Of particular concern, free‐​speech‐​wise: S. 720 creates new liability arising from “requests” both to join a boycott and to furnish information to facilitate boycotts. Although the meaning of the new language is far from clear, it likely means that the bill would ban a swath of previously legal speech about boycotts.

Also, to me, highly significant: for some courts, a key rationale in upholding the 1979 law as constitutional was that it functioned, in effect, as an anti‐​duress‐​payment law, in the same way that some laws ban the payment of kidnap ransoms. Since few American multinationals of that era found Arab League arm‐​twisting to be welcome, the law (or so it was argued) actually advanced their interests by taking a potentially coerced outcome off the table. But since there is no prospect of a group like the EU conducting a secondary boycott with similar coercive effect, the new bill cannot be rationalized even shakily this way. Its old rationale having eroded, the new law would much more frankly pivot to ban a class of foreign boycotts motivated by political belief.

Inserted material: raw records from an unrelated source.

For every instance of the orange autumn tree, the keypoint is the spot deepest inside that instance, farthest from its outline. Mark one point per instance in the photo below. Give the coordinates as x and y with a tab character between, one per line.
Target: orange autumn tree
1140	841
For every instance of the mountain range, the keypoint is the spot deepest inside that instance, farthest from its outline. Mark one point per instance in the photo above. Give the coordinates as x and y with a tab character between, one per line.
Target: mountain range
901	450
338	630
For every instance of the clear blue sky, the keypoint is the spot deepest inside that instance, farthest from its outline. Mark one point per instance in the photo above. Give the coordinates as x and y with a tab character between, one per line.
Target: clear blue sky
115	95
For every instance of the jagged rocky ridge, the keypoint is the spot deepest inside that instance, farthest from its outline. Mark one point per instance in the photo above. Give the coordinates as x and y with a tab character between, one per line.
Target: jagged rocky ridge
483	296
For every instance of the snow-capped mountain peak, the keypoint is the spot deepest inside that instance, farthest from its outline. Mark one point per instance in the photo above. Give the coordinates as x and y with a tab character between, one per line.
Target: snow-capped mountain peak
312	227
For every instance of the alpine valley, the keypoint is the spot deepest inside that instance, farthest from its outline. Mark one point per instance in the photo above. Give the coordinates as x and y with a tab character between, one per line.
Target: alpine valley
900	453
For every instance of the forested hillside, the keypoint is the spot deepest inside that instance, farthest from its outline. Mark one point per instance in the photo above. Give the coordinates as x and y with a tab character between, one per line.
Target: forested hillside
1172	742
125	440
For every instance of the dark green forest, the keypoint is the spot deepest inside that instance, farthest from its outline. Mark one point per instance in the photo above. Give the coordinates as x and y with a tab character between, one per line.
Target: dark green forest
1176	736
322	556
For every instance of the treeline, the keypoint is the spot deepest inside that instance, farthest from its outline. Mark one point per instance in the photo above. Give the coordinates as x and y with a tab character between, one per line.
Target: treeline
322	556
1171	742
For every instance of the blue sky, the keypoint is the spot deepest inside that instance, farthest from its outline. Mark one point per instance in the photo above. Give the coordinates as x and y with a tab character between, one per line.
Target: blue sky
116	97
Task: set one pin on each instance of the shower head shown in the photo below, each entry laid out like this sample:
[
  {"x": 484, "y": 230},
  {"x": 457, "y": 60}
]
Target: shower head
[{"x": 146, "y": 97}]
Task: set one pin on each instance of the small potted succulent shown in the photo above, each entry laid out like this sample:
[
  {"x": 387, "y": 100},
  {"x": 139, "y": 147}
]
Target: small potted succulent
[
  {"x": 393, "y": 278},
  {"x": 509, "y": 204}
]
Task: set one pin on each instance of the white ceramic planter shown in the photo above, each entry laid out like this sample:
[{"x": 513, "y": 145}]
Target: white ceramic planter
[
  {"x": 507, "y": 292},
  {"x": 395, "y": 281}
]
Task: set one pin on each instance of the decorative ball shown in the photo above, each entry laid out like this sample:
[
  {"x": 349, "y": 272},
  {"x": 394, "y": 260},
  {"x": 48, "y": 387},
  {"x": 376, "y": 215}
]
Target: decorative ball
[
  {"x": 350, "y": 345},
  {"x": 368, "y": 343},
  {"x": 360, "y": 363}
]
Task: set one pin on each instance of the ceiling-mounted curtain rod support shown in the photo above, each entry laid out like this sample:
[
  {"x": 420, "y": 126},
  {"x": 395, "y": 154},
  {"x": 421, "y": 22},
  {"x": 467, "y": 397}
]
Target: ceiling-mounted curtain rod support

One irony here is that several of the groups sounding the alarm about this are having to row back from their position in other controversies that refusal to deal is merely a commercial matter unrelated to conscience or ideological commitment, that anyone who buys or sells in the marketplace must covenant to buy or sell with all comers, and all the rest of what we hear in the wedding services cases. The ACLU points out that one business may decline to deal with Israel for “purely pragmatic reasons,” such as shipping logistics, while another refuses to deal because it supports the boycott. Because only the second business is punished, it has in effect been punished for having taken an ideological stand. It’s not a bad argument — but it might also seem to apply to the difference between a wedding vendor who turns down a job because she’s doing another wedding that weekend, and one who turns it down to make some ideological point.

For libertarians, meanwhile, the answer should be easy. It is not a proper function of law to force Americans into carrying on foreign commerce they personally find politically objectionable, whether their reasons for reluctance be good, bad, or arbitrary. The outcry might make a good occasion to revisit the 1979 law itself in light of principles of individual liberty; at a minimum, we should decline S. 720’s invitation to extend it further.